My pest control man said to put bubblegum into the piles of soil dug up from tunnels. Will this get rid of moles? I've tried poison peanuts and they don't work.
I have never heard of using bubblegum before so I cannot say one way or the other as to its effectiveness. However, there are other things you could try. This article should help: https://www.gardeningknowhow.com/plant-problems/pests/mole-control-home-remedies-for-removing-moles-from-your-yard.htm
Juicy Fruit gum works for me.
Hello, I'm certainly no expert, but I do have a terrible mole problem. I had heard of using Juicy Fruit gum for moles, so last fall I walked around my yard and dropped gum into every hole I could find, and it seemed to have worked! It no longer felt as though I was walking on a sponge. I didn't get around to cleaning up my flower beds until the last couple of weeks, and as I raked back the leaves I discovered mole, (or vole), holes everywhere!! I will definitely be using the Juicy Fruit gum again! I take a stick of gum, tear in in half, then roll each half into a ball. Drop a ball onto their holes and, or, carefully dig open a small hole into their tunnel you can see, drop in the gum, then cover the hole back, careful not to fill or cave it in. I hope this works for you...and me!
Please tell me how to get rid of the moles that are ruining my lawn and garden.
I love my indoor plants, yet I also love my cat. However, the two have difficulty co-existing. I have been researching ways to remedy this problem - namely, my cat nibbling on the plants. Many sites suggest putting chili powder or other spices on the leaves of the plant.
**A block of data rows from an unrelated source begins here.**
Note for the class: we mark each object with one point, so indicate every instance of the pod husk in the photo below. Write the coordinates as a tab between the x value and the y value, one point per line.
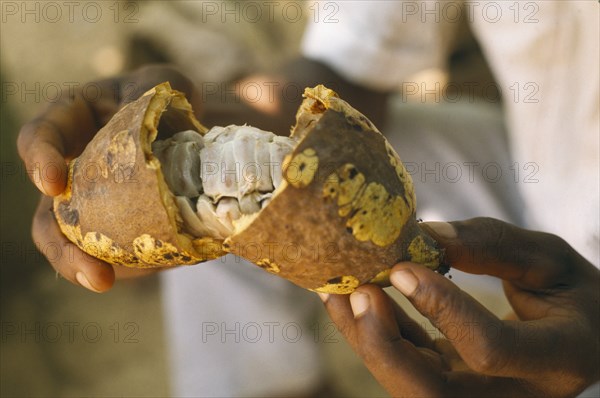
344	214
117	205
346	211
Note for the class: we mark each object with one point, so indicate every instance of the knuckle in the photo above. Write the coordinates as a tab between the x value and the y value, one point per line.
490	359
435	302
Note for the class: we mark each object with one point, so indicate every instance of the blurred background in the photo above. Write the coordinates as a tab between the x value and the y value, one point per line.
60	340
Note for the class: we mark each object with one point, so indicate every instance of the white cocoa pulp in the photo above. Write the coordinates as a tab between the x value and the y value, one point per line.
220	177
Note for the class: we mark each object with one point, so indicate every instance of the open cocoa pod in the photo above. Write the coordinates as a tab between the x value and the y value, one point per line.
335	210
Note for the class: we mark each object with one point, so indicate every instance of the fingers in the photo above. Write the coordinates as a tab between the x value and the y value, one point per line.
367	320
43	157
469	326
65	257
531	260
60	132
532	349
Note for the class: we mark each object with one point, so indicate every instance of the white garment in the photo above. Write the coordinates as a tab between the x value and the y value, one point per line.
545	58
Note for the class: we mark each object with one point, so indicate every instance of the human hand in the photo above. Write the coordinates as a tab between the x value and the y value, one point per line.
552	349
58	134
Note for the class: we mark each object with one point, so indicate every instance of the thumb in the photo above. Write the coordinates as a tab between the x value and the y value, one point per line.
41	149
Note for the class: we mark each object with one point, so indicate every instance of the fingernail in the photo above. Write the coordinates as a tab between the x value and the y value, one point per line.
443	230
36	175
359	303
324	296
83	281
405	281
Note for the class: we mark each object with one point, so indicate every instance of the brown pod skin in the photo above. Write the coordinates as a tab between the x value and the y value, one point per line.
117	206
345	213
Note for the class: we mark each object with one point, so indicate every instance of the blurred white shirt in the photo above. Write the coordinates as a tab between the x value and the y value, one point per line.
544	56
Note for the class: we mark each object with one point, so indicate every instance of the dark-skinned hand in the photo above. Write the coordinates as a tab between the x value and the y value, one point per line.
551	347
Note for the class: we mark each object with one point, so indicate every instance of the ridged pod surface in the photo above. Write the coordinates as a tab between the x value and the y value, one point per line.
345	212
342	216
117	205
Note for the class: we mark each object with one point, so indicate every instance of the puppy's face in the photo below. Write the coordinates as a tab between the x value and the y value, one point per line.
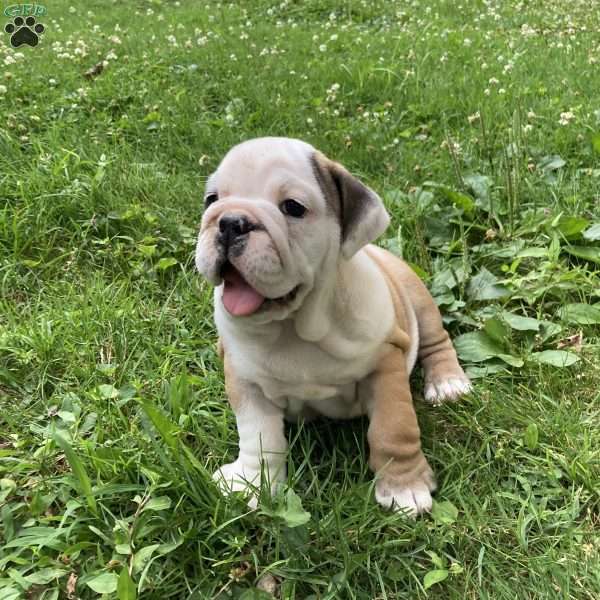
279	215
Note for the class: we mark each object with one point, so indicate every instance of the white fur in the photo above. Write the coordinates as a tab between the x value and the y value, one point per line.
313	351
438	391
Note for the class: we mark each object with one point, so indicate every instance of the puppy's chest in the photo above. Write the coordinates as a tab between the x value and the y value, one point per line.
296	369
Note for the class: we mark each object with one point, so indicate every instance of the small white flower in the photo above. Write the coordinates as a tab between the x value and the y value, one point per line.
566	117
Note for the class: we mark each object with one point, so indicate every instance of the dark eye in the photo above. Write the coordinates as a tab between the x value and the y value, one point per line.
292	208
210	198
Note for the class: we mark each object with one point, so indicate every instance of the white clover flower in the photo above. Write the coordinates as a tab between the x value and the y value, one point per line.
566	117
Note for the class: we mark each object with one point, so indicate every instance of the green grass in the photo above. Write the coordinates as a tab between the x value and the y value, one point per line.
112	409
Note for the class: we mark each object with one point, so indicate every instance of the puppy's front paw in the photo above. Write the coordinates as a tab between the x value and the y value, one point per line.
413	497
237	477
447	387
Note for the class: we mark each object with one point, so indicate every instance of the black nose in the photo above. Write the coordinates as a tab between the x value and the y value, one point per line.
232	227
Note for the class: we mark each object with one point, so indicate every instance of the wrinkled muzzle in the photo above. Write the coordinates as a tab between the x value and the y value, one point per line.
244	247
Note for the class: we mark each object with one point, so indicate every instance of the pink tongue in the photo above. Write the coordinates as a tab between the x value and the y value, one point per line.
239	298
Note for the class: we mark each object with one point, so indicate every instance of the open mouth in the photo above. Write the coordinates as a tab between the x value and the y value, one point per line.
241	299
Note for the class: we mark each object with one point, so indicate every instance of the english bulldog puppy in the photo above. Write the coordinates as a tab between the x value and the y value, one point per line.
313	319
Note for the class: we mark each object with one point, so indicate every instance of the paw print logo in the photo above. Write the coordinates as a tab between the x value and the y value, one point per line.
24	31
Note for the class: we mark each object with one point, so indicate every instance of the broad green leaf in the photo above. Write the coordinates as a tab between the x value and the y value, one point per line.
520	323
147	250
444	512
438	562
165	263
479	185
81	476
512	360
580	314
293	514
531	436
571	226
108	391
45	576
596	142
532	252
497	330
126	589
142	556
460	200
556	358
484	286
585	252
106	583
167	430
433	577
551	163
476	346
480	372
592	233
255	594
159	503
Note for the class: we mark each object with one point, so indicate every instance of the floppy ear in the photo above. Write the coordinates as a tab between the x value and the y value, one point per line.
360	211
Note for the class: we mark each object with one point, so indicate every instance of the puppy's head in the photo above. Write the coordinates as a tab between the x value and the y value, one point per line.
279	216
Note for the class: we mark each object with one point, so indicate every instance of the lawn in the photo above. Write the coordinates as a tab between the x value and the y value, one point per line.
479	125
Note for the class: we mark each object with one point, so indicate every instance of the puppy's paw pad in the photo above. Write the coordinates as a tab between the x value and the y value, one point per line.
440	390
412	499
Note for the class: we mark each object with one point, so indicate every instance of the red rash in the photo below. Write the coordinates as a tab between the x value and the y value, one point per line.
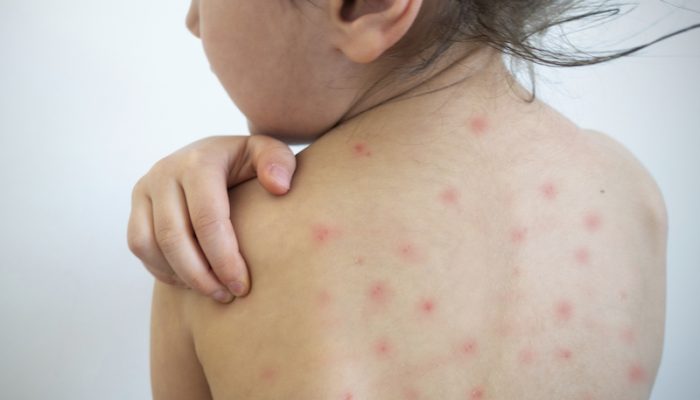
549	191
427	306
361	150
564	354
564	311
479	125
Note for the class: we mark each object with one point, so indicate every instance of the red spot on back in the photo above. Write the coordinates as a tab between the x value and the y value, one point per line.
361	149
449	197
477	393
526	356
583	256
379	292
518	235
592	222
478	125
382	348
637	374
549	191
564	311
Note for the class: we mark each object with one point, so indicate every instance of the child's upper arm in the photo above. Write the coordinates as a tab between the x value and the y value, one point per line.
175	369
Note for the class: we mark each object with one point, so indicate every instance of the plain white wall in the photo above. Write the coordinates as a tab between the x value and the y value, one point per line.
93	93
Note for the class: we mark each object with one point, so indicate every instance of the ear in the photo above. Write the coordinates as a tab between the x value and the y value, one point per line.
364	29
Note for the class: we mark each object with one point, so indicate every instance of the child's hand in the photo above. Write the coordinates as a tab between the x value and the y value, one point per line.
180	213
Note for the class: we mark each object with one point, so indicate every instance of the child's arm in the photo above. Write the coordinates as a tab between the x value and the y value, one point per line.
180	214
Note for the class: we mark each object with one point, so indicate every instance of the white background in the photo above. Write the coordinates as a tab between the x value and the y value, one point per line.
92	93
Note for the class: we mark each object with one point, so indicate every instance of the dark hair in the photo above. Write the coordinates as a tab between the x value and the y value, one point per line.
516	28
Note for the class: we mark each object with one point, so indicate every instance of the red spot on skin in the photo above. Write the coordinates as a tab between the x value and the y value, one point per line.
361	149
592	222
549	191
321	233
427	306
449	197
526	356
564	310
469	347
637	374
268	374
564	354
379	292
477	393
382	348
583	256
518	235
478	125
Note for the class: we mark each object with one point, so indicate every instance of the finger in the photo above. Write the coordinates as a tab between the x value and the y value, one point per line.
273	161
209	208
179	246
142	242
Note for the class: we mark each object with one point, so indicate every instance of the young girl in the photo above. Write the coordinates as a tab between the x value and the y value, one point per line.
447	235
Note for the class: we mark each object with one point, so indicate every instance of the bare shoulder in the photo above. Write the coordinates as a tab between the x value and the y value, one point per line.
636	180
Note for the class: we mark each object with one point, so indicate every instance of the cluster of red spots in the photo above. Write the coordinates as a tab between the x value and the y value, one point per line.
549	191
361	149
427	306
268	374
379	292
382	348
526	356
592	222
477	393
583	256
517	235
321	233
564	354
449	196
637	374
478	125
564	310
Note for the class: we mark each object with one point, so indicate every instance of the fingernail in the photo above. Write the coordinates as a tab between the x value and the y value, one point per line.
237	288
280	175
222	296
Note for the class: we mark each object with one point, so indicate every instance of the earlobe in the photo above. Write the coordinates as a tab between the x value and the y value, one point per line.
364	29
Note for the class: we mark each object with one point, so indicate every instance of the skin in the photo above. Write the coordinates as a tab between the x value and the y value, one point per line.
458	244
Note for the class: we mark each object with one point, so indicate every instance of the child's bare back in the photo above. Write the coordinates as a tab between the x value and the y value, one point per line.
526	263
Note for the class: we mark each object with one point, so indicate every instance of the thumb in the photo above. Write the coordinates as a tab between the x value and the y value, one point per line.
274	163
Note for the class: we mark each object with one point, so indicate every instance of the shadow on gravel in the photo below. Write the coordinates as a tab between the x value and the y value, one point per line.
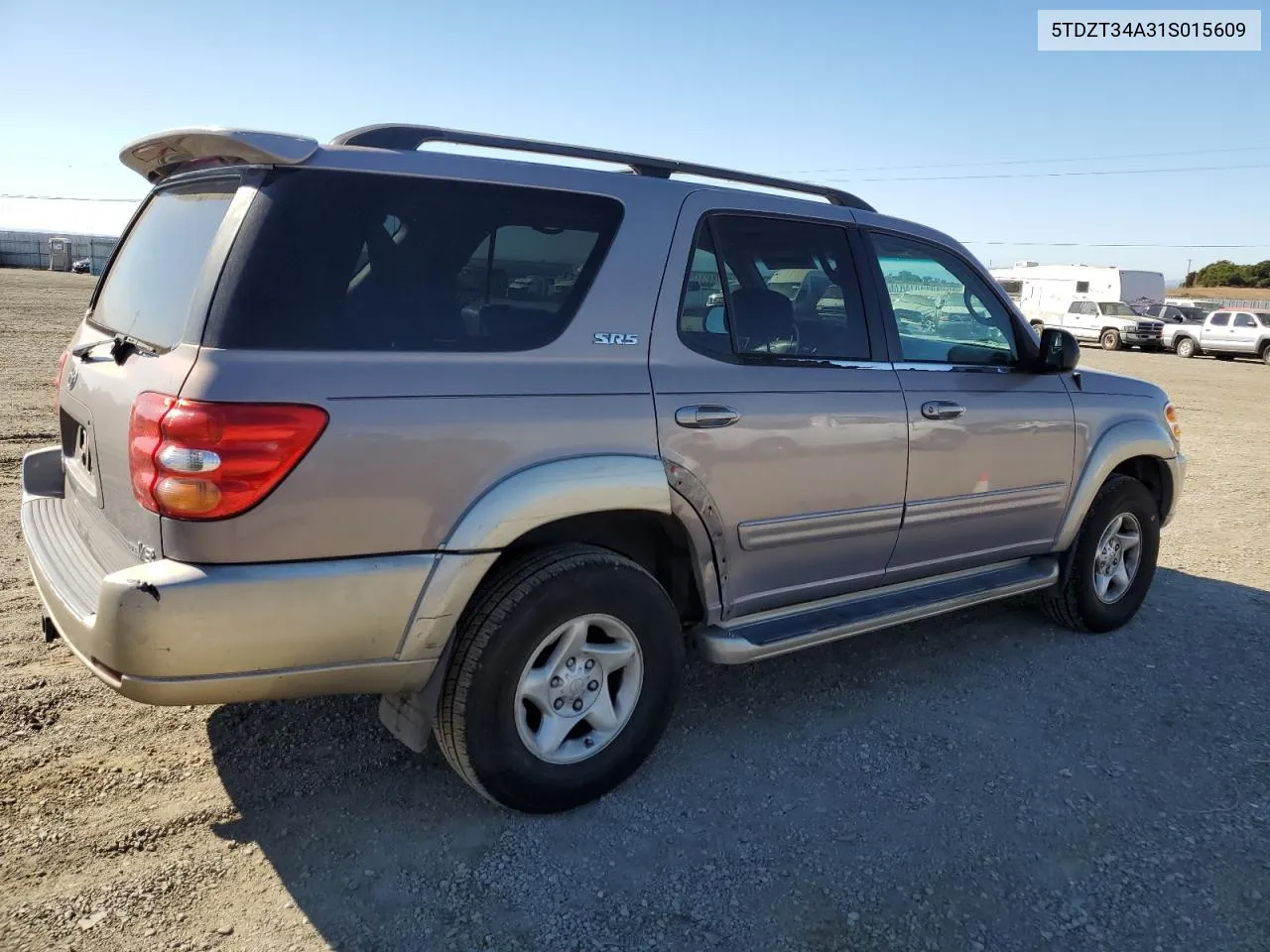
980	778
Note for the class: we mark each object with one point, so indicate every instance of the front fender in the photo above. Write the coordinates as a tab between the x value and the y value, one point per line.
1123	440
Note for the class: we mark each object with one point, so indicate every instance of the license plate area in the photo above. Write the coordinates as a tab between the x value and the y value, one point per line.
79	456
Hence my question: Are these spices harmful to the plants? What can be put on the plants that will not harm them?
Things like chili pepper work because them make it uncomfortable for the cat to get at the plant. Much like if we get a bit of chili pepper in our eyes and it stings, it will do the same to your cat. Other things, like citrus, simply smell bad to them.
You may want to consider growing a plant for the cat to nibble, like wheat grass. That was the cat gets what it needs and will be less likely to nibble on your houseplants. This article can help with that: https://www.gardeningknowhow.com/houseplants/grass/grow-a-grass-houseplant-growing-grass-indoors.htm
We are starting a new garden. We have noticed many rabbits on our recently purchased property and don't mind them other than allowing them to enjoy the veggies. Any thoughts and/or remedies?
This article will help you:
I have a 5' iron fence in my backyard, which sits on a 1-2' wall. How high does a wire fence need to be sitting on the wall, which again has a 1-2' height? The rabbits now come between the iron fence.
Probably 24" would be enough. I imagine that the rabbits are hopping onto the wall and then back off the wall into you garden. The wire fence will keep them from being able to make the hop down. Without a running start, they will not be able to get much height to get over the wire. This article should also help you with your rabbit problem: https://www.gardeningknowhow.com/plant-problems/pests/how-to-keep-rabbits-out-of-gardens.htm
We are thinking of putting a garden in the yard but notice that there are cats that have used the area as a litter box. If we remove all of the droppings, is the soil safe to grow vegetables in?
Yes, it should be fine. You will want to take steps to keep the cats out afterward, though. That being said, don't panic if some slips by you. Just make sure to wash your veggies well (which you should do anyway). This article may help with ideas for deterring cats from your garden: https://www.gardeningknowhow.com/plant-problems/pests/animals/cat-repellent.htm
Are stray cats a health hazard to vegetable beds outside?
They can be. If you have a problem with stray cats in the veggie garden, just make sure to wash your vegetables well. Washing will make them safe from the possible bacteria in the cat feces.